Choose one or two small adjustments for the next week rather than trying to change everything at once. EXAMPLE OF A 7-DAY APPLICATION Day 1–2:
- Remove sugary drinks.
- Add walking after dinner.
- Begin simple breathing practice at night.
Day 3–4:
- Ensure vegetables at every main meal.
- Reduce white bread, pastries, and sweets.
- Continue walks and breathing.
Day 5–7:
- Make dinner lighter and earlier.
- Add one more strength session.
- Review glucose and energy changes.
After the first week:
- Keep the habits that felt easiest and most helpful.
- Add new layers slowly, such as increased fibre, more consistent breakfast, or extended walking.
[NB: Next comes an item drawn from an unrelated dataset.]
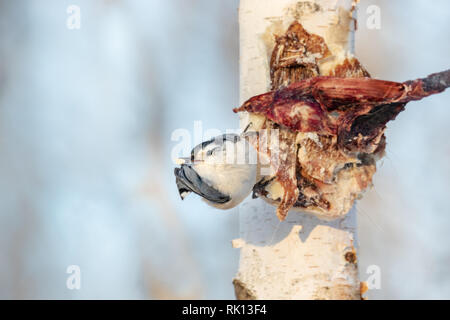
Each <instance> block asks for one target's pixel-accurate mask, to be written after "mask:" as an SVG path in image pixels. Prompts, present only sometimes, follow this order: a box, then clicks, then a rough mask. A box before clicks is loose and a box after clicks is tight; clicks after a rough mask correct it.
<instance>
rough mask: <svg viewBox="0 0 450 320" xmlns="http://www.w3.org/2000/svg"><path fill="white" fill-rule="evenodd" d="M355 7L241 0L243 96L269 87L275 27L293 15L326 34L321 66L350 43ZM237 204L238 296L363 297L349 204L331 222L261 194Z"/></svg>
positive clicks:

PERSONALISATION Every person is different. Personalisation may include:
- Adjusting carbohydrate portions based on glucose response and physical activity.
- Adapting meal timings to work or family schedules.
- Choosing culturally familiar foods that fit the same principles.
- Modifying movement choices according to physical ability and joint health.
- Tailoring targets and intensity with a healthcare professional.
KEY POINTS SUMMARISED
- A personal protocol combines food, movement, sleep, stress care, medication, and monitoring into a practical daily plan.
- The exact details can and should be adapted to each individual, but core principles remain similar.
- Simple, repeatable habits form the backbone of long term success.
- Weekly review and gentle adjustment keep the protocol alive and responsive to real life.
- The aim is not a strict, temporary program, but a supportive lifestyle that makes Type 2 Diabetes more predictable, stable, and manageable over time.
This example protocol can be used as a base for creating individualised plans guided by personal measurements, preferences, and professional medical advice.